I screamed my bloody head off.

Known to be little melodramatic, it took a while to convince my parents of what happened.

My father, Ed, whom was employed by Con Ed phoned in a complaint. Luckily the sparks didn’t cause a fire, but Con Edison came to take a look at what happened as a favor to my dad.

They said two things that day that blew my mind: a. this resulted from a squirrel messing with the poles outside my window and b. I would had been electrocuted. In other words, I would have been killed by a squirrel.

After that I never went in Tara’s bed.



One would assume this would never happen again, but two weeks later, it did. This time, the sparks just happen to miss my sister by a hair of a second. Tara and I plotted the death a squirrel clearly spawned from Satan. As usual, because it happened to my sister whom my parents loved more than me, we moved our beds after that and went easy on the air conditioner for once.

Whenever I think of this, it confirms my belief in divine intervention and rodents are satan henchmen as are bed bugs and colicy babies.

Tuesday, March 22, 2011

Fainting

I fainted yesterday.

I woke up and said "what the fuck just happened", like a lady.

I fainted last summer after riding my bike for 10 hours; that time, I said "always cocacola" when I came to. I was thristy.

That time, I knew I passed out from dehydration; this time, the doctor said I got up to fast. My insurance paid a guy to say that to me. That's the problem with America.

When you tell people you fainted, they usually tell you a story about fainting.

When I was about 12ish, I learned how to make yourself pass out. From then on, my friends and I used to passed out all the time - on street corners, sleep overs. Someone told us a story about a boyplaying the same game and dying, so we stopped. None of us were interested in dying.

My sister fainted once when we were on vacation in Wildwood. I was 13, she was 20. She leaned back on a car and started shaking. I thought she was dancing and was so mortified. "Right now? You're going to do this right now?"

The people in the car got out and told me to call an ambulance. I called my mom instead because she's a nurse. My mom brought her to the dr who said Tara was allergic to the....sun. She passed out from overexposure to an allergen. 17 years later, my sister has son who is also allergic to ridiculous things.

I think fainting is what it must feel like to die; and thats, mad dark.

Fireflies

Fireflies were my favorite thing when I was younger. Samantha Barr and I spent every summer night collecting them and every summer day developing intricate little bio domes wherein they would live forever. At night, before bed, I dreamt about keeping one on a leash and sauntering about on Tremont Ave.

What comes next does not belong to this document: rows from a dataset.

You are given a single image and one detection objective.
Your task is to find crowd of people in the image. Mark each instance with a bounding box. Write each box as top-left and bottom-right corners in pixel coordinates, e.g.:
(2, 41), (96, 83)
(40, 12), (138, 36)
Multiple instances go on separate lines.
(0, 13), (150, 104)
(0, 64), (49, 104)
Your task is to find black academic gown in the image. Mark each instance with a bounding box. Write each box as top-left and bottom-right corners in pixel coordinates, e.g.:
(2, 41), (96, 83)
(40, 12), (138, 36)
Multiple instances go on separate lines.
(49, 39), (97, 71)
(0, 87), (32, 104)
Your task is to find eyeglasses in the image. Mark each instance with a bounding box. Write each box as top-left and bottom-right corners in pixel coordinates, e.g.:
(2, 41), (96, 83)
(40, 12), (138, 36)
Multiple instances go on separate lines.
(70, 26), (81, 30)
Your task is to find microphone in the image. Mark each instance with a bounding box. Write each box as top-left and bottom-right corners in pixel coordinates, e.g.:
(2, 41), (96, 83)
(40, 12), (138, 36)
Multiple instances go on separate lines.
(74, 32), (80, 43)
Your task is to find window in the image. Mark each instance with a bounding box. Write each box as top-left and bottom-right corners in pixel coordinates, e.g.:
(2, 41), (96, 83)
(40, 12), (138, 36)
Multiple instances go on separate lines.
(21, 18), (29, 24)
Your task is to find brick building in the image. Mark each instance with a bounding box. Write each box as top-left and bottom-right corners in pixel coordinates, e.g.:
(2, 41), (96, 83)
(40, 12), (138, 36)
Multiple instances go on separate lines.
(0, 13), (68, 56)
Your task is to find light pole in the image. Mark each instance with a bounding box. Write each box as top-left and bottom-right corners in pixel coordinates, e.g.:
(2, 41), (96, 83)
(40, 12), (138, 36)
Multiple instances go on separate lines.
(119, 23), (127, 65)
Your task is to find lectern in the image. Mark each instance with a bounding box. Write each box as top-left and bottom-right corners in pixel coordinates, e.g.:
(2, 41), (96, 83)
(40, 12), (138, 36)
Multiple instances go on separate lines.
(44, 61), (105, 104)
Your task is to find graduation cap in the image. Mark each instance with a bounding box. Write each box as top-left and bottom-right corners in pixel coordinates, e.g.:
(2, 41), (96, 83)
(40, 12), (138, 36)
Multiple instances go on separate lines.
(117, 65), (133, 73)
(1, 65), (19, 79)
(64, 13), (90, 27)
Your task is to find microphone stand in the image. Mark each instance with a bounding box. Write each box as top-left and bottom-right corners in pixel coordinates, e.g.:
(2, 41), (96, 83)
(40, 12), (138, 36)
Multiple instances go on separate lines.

My mother wouldn’t let me have a dog.

Once, on my way out the door, my mother called me back in to find out where I was going. I stole her crystal sugar pourer or syrup thing (I don’t know what they’re called), thinking it would make a beautiful home for my pets. I shoved it in my underpants and explained that I was going to Samantha’s.

Running out of the house, crystal in hand, I screamed: “I have such a full life”. I was 7 and had no idea what that meant. I watched a tremendous amount of Oprah. As I screamed, I crashed into a fence, presumably blinded with glee. The crystal shattered everywhere - in my hair, all over the ground and piercing my arm leaving me with a thick, short scar that still remains.

My mother never noticed the her missing crystal pourer thing or the cut on my arm much to my relief.

I forget who, but someone’s brother – either mine or samantha’s- taught us what happens when you step on a firefly and slide your foot. After that, we collected them and stomped on them all night long, showing each other our caucus’ glow – as if we’d never seen it before.

After you you learn how to kill something, you stop appreciating its life, it beauty. That was the last summer we collected fireflies, but every time I see one of I think of Samantha and our very full lives.